2 Glass Wharf, the city’s most substantial speculative office development in a decade is on target to be fully occupied when it opens in early 2015, supporting around 1,000 jobs.
Such has been its success that the developers are already planning another 100,000 square feet with the potential to support another 1,000 jobs.
Transport and congestion
These are great examples of economic success. They give us confidence and the determination to press on.
But some things take longer.
…. Traffic congestion costs our economy up to half a billion a year. It pollutes the air we breathe. And it takes far too many to an early grave, with air quality being a much bigger killer than those more visible deaths caused by traffic accidents.
Well over 50,000 commuter cars are driven into the centre of our city each day – and if left uninhibited that number would grow by another 25,000 by 2030, bringing the city to a grinding halt.
And what’s more, 9 out of 10 of them are driver only!!
Hardly smart – hardly sustainable is it?
Congestion is a problem. Doing nothing is simply not an option.
Some of the measures we are taking to tackle congestion are controversial. But the combined effect of Residents’ Parking, 20mph zones and MetroBus; when added to local rail and cycling improvements plus conveniences like wifi and smart ticketing on local buses, will make a very positive difference.

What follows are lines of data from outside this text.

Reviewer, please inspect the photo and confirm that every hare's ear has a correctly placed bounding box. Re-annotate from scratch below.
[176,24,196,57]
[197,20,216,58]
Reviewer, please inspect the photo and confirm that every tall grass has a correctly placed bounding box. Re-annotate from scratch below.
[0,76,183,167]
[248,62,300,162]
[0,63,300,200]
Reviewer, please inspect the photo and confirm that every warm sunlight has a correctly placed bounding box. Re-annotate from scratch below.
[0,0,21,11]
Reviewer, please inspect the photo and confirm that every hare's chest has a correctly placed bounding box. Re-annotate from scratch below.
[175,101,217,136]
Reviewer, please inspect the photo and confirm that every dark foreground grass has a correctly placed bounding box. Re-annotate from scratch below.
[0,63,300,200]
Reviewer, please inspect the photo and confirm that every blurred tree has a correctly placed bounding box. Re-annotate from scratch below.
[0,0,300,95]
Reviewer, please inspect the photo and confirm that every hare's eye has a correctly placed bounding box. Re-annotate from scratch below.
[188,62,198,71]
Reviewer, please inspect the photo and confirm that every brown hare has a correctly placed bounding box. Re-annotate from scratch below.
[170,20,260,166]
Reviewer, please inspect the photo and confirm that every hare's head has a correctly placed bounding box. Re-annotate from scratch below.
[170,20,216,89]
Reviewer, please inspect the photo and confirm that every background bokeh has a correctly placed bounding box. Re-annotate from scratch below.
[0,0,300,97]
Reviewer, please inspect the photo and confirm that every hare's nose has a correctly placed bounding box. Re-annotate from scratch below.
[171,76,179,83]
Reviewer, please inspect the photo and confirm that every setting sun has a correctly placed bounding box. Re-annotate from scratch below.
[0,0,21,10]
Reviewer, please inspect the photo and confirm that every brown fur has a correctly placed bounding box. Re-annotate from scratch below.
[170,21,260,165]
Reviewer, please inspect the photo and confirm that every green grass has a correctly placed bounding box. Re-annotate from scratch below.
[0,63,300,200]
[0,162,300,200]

All schemes have been adapted to local conditions in our beautifully complex city…and more changes will come.
We’re investing over £400m in transport improvements in the city region – and I want to see much more.
I am determined to see this through. We are looking to 2020 and 2050 goals in line with the UN Climate Summit declarations which I took part in a few weeks ago.
If we want to have a truly sustainable economy and to feel the benefits of our Green Capital status, then long-term thinking must be a priority.
This applies to the world of transport, but also much more broadly to the way we develop the city, provide local services, educate our kids and make sure people have better opportunities for work, travel and play.
And, vitally, help people lead healthy lives and contribute to society as active citizens.
Improving lives
Some people live shorter, poorer and sometimes extremely troubled lives. They need help to access jobs and contribute to the city’s economy.
We are helping.
Our Troubled Families programme has worked successfully with 1,355 families since April 2012 – achieving much.
A 50% reduction in poor school attendance and;
Almost a third decrease in rent arrears;
More people in employment, education or training.
I am proud that Bristol is seen as a national leading light, offering advice and guidance to many other local authorities. In the next five years we will work with another 4,000 families.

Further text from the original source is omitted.